Do you think we’ve made some progress though?
Without a question we have. However, and this is why I still say this is not our home, because every single one of those advances have been at the cost of blood, sweat, tears, death. Every one of them. None of them have just been handed to us. So, when we can say, yes we’ve made advances, we have. But it’s all at the cost of death. Just to give one example, nine lives had to die to get a flag down. When you think about what it takes to get a little bit of movement. And that was a little movement like that’s just a flag. It ain’t even no laws changed. Just a little flag. Nine people had to get murdered in a church to consider it. And even then…and you’re talking about this could be our home? How is this home when even then, after nine people died, most people didn’t want to change it. People were protesting taking that flag down. A woman got put in jail for taking it down. That’s not home. That’s enemy territory where you’re making some progress but they don’t want you here. And that’s the truth. I know there’s exceptions. But the majority, do not want us here. And we are trying to thrive in a place that is hostile to our thriving.
I’ve lived long enough to see that although it seems fresh to a younger generation, the Black Lives Matter is the same exact as I Am Somebody movement. It’s just repeating over and over again. The marches have turned into more marches. The riots, it’s the same riots. When are we going to change the narrative? We gotta start talking about something different if we want something different to happen. Cause at the end of the day what Black Lives Matter is begging for and asking for — and I’m not dissing that movement, I respect it throughly. At the end of the day though, they’re asking somebody to respect us. And to see our lives as mattering. We’re asking the police force, we’re asking our leadership in this country. But it’s a joke. The whole thing has become an utter joke unless we can start changing the narrative.
Would you want to collaborate with any emerging Christian rappers like Lecrae?
I have to be convinced to dig deep into Lecrae. I definitely respect him and I’m glad he’s there. And I know he’s a fan of ours because fans of his have went to his shows and said “Yo, he rocked ‘People Everyday’” and I talked to his DJ — DJ Promote — recently so I know that they are fans of ours.
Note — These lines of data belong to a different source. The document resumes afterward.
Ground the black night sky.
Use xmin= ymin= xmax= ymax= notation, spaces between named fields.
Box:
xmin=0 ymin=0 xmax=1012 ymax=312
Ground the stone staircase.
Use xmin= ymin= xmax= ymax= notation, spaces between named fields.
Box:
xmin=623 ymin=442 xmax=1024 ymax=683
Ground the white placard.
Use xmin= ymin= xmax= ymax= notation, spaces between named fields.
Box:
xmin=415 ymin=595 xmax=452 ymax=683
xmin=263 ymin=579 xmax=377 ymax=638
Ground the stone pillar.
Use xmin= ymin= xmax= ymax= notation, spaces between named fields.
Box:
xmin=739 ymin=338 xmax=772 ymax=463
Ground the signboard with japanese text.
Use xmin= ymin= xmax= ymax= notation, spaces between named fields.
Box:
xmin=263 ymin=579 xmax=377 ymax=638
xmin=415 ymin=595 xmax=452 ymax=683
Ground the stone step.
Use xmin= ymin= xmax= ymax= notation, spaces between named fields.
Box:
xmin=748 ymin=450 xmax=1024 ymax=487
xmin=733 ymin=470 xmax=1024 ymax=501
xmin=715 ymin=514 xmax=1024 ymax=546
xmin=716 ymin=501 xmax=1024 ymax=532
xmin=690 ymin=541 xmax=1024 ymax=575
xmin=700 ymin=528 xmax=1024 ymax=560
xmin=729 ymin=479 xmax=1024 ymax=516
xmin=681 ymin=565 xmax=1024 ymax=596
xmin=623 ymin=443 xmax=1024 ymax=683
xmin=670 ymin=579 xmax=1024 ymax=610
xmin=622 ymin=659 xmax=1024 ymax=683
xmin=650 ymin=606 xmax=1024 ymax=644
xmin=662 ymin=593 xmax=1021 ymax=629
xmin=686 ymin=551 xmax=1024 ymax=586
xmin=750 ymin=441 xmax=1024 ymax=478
I don’t tend to gravitate towards Christian music even though I’m a Christian. I do like the whole Humble Beasts movement. They’re like Braille…anyway. I gotta get into it some more. The thing that turns me off about Christian music today is it seems a little fearful to me where it seems afraid to get dirty. And especially when it comes to race, it seems sterile. And that makes me not totally want to get down with it. That’s all. I might just need to hear other artists.
Like Lecrae did a Facebook post one day. And he said, but when I started talking about how black people are getting killed, even my Christian brothers and sisters — white and black — a lot of different nationalities all this anger and vitriol was coming out and [he] said “Why?” I’m not trying to start any beefs and he said “Why?” And he has a huge fanbase and tons of people started to respond and they were going into it. And I don’t know him personally so I didn’t get a chance to talk to him but I wonder what Jesus would do if he was living in this day and age. I wonder because part of me wants to feel like he would ignore all of the sort of political issues of the day and try to keep us on a spiritual plane and part of me feels like, he wouldn’t. He would get dirty in it all and demand true justice. And demand that people at least recognize their sin. I don’t know.